How search works in IBM Connections profiles

There are different ways to search for content in IBM Connections™ profiles.

Searchable contents

All profiles content can be searched, regardless of whether the data is entered by the user or is obtained from external data sources such as LDAP. This includes the following profiles content:
  • All user profile data, for example, name, phone numbers, title, departments, and city. For a full list of available attributes, see Searchable fields from the search user interface and API.
  • All extension attributes, including simple, rich text and XML extension attribute types.

    For XML attributes, the searchable contents can be defined and configured in the profiles-config.xml file. Refer to "Configure XML attributes" help for more details.

    The names of the links added in the Profiles Linkroll widget are searchable by default. But the URLs of the links are not searchable.

  • Tags for users

    All profile search queries are case insensitive. The user queries are converted to lowercase before querying the Profiles content.

    A search that contains only wildcard characters is not supported. Entering only '*' or '%' wildcard characters return empty search results. For more information, see Customizing Profiles and Managing the Profiles search operation

Two different search implementations internally

The following search types are supported:
  • Database search:
    The most common search in Profiles is to search users by their names. To ensure fast and dynamic searches for names, a special database schema and internal logic is used to optimize search for names. The following searches from the user interface use the database search:
    • Search by Name from the search drop-down menu.
    • Clicking a tag from a user's Profile page.
    • Tag type-ahead, such as the hints of tags when user is creating a new tag
    Note: Some special notes for database searches:
    • Because the database search is performed on the Profiles database directly, there is no delay for any new/updated/deleted data. For example, if a user's name is updated by the TDI scripts, then searching against the new name finds the user immediately. In the meantime, searching against the old name would not find the user.
    • All user queries are appended with a wildcard at the end of each word. For example, if a user types a search term: "Amy Jones", this query would search for names like: "amy% jones%".
    • Inactive users are not included in database search results. To find inactive users, use the index searches and specifically select to include inactive users. For more information, see Index Search.
  • Search APIs:

    All profile contents can be searched by profile search APIs, for more information, see Profiles Search API.
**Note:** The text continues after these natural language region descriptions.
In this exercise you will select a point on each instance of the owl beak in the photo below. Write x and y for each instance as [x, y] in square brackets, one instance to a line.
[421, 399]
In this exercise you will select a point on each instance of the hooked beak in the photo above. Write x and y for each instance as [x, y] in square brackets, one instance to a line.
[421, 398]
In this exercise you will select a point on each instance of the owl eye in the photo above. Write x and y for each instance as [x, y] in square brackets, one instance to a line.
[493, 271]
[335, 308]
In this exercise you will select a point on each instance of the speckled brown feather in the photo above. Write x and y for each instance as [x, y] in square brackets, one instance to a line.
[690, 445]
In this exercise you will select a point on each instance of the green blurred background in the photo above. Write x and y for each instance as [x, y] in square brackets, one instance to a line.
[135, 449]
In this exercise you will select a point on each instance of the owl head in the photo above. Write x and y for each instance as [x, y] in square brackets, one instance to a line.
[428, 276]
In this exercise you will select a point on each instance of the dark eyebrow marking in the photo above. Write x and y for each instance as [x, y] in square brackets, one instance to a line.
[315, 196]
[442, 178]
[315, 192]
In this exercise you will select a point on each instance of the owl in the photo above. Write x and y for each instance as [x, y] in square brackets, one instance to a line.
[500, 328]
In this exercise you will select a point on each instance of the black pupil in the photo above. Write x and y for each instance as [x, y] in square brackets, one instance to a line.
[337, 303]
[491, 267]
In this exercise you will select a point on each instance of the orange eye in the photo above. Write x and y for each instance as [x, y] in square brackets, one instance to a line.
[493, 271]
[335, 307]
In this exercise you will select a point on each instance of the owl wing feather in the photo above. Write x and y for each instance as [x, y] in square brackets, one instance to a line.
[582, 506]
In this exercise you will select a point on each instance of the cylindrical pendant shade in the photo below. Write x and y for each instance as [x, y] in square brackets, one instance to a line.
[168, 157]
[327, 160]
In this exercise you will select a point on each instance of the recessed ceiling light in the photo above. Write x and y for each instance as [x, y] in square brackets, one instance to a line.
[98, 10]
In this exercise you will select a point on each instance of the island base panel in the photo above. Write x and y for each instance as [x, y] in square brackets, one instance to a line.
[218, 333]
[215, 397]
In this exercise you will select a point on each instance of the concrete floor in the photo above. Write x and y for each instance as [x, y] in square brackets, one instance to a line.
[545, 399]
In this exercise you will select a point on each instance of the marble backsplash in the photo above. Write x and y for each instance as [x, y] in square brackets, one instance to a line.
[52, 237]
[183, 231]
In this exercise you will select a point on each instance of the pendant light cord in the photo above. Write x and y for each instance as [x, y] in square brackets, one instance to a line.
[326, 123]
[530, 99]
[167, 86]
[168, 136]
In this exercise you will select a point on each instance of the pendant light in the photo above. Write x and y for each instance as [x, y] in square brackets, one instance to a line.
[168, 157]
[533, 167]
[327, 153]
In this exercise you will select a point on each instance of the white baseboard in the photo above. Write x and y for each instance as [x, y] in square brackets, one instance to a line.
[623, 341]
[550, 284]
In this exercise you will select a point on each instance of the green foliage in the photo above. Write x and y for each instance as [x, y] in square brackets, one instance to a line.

    When the name parameter is used in the search APIs, the database search is used; otherwise, the index search is used for the search APIs.

  • Organization tag cloud

    The organization tag cloud on the Profiles Directory page consists of the 50 most popular tags in the entire organization, which is based on the frequencies of tags. The number of tags in the organization tag cloud is not configurable. The organization tag cloud is built from the indexes, so there are delays in displaying new, popular tags. The organization tag cloud data is cached internally in the application. Expect a delay of up to 30 minutes when you update the display of new, popular tags in the organization tag cloud.

Logic behind name search

Profiles data for names holds information only for a user's last name and first names. There is no specific data fields for middle name, therefore, there is no way to search users with their middle names. Due to the complexity of parsing the first name and last name from a user input, especially in consideration with international names, user queries are parsed in various forms:
  • Search query without a comma.
    The search queries are tokenized into words by using a space. Depending on the words, the search tries to account for all variations of first and last names to find the matches, some examples are as follows:
    • For user input of a single word, such as 'david', search for users whose:
      • First name starts with david

        or

      • Last name is david
    • For user input with two words, such as 'david jones', search for users whose:
      • First name is: david and last name is: jones

        or

      • First name is: david jones

        or

      • Last name is: david jones
    • User input with more words, such as david alex jones, would search for users whose:
      • First name is: david and last name is alex jones

        or

      • First name is: david alex and last name is jones

        or

      • First name is: david alex jones

        or

      • Last name is: david alex jones

      Search queries with more words follows similar logic to go through the variations of the first names and last names.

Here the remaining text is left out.